By Paul Craig Roberts
June 17, 2015 - Syriza, the new Greek government that intended to rescue Greece from austerity, has come a-cropper. The government relied on the good will of its EU "partners," only to find that its "partners" had no good will. The Greek government did not understand that the only concern was the bottom line, or profits, of those who held the Greek debt.
The Greek people are as out to lunch as their government. The majority of Greeks want to remain in the EU even though it means that their pensions, their wages, their social services and their employment opportunities will be reduced. Apparently for Greeks, being a part of Europe is worth being driven into the ground.
The alleged "Greek crisis" makes no sense whatsoever. It is obvious that Greece cannot with its devastated economy repay the debts that Goldman Sachs hid and then capitalized on the inside information, helping to cause the crisis. If the solvency of the holders of the Greek debt, apparently the NY hedge funds and German and Dutch banks, depends on being repaid, the European Central Bank could just follow the example of the Federal Reserve and print the money to secure the Greek debt. The ECB is already printing 60 billion euros a month to save the European financial system, so why not include Greece?
A conservative might say that such a course of action would cause inflation, but it hasn't. The Fed has been creating money hands over fists for seven years, and according to the government there is no inflation. We even have negative interest rates attesting to the absence of inflation. Why will creating money for Greece create inflation but not for Goldman Sachs, Citibank and JPMorganChase?
Obviously, the Western world doesn't want to help Greece. The West wants to loot Greece. The deal is that Greece gets new loans with which to repay existing loans in exchange for selling municipal water companies to private investors (water rates will go up on the Greek people), selling the state lottery to private investors (Greek government revenues drop, thus making debt repayment more difficult), and for other privatizations such as selling the protected Greek islands to real estate developers.

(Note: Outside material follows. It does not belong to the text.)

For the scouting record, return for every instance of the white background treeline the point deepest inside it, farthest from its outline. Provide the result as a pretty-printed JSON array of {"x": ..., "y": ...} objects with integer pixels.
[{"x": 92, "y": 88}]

This is a good deal for everyone but Greece.
If the Greek government had any sense it would simply default. That would make Greece debt free. With just a few words, Greece can go from a heavily indebted country to a debt-free country.
Greece could then finance its own bond issues, and if it needed external credit, Greece could accept the Russian offer.
Indeed, if the Russian and Chinese governments had any sense, they would pay Greece to default and leave the EU and NATO. The unraveling of Washington's empire would begin, and the threat of war that Russia and China face would go away. The Russians and Chinese would save far more on unnecessary war preparation than saving Greece would cost them.